Laut einer neuen Studie von TRAPHEAC sind Busfahrer*innen erschöpft. Trotz immer besseren Bussen mit mehr Technologie, werden die Arbeitsbedingungen schlechter. Dies hat Auswirkungen auf die Arbeit von Busfahrer*innen und kann sowohl sie wie auch die Passagier*innen gefährden.

Wie sieht es mit den Arbeitsbedingungen aus?

Die Arbeitsbedingungen hätten sich in den letzten Jahren verschlechtert. Busfahrer*innen nennen dabei unter anderem der sich verändernde Verkehr. Beispielsweise seien Scooters auf den Busspuren ein zusätzlicher Stressfaktor. Zudem hätten Busfahrer*innen auch unangebrachte Arbeitszeiten. Teilweise haben sie Arbeitsschichten von 8-12 Stunden mit zu wenig Pausen dazwischen. Diese Arbeitsbedingungen kämen auch vom finanziellen Druck, unter dem gewisse ÖV-Anbieter stehen. Ein weiteres Problem ist, dass es zu wenig Busfahrer*innen gibt. Die schlechten Arbeitsbedingungen können auch zu gesundheitlichen Folgen führen, sowohl physisch wie auch psychisch.

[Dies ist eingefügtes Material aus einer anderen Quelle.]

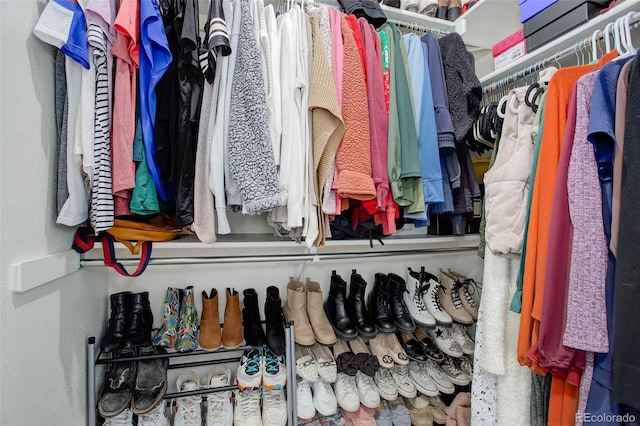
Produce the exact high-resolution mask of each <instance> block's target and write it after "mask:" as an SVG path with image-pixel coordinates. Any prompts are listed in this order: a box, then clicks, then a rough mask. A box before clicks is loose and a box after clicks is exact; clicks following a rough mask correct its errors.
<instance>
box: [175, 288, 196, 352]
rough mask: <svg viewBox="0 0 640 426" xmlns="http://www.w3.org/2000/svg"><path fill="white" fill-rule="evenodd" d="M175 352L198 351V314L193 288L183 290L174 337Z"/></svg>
mask: <svg viewBox="0 0 640 426" xmlns="http://www.w3.org/2000/svg"><path fill="white" fill-rule="evenodd" d="M175 347H176V350H177V351H178V352H189V351H193V350H196V349H198V312H197V311H196V305H195V297H194V294H193V286H189V287H187V288H185V289H184V293H183V294H182V303H180V323H179V324H178V335H177V337H176V345H175Z"/></svg>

Gewerkschaften (das sind Organisationen, in denen sich Arbeitnehmende vereinen und ihre Forderungen gemeinsam bei Arbeitgebenden anbringen können) setzen sich für bessere Arbeitsbedingungen ein. Auch die Arbeitgebenden sehen Handlungsbedarf. Zurzeit prüfen einige davon, ob Ruheräume eingeführt werden können, wo sich Busfahrer*innen in den Pausen zurückziehen können. Jedoch muss sich auch auf politischer Ebene etwas ändern. Solange dem ÖV nicht mehr Geld gesprochen wird und Gesetze für Arbeitsbedingungen nicht verschärft werden, wird sich wahrscheinlich nur wenig ändern. Dabei ist Sicherheit im öffentlichen Verkehr extrem wichtig.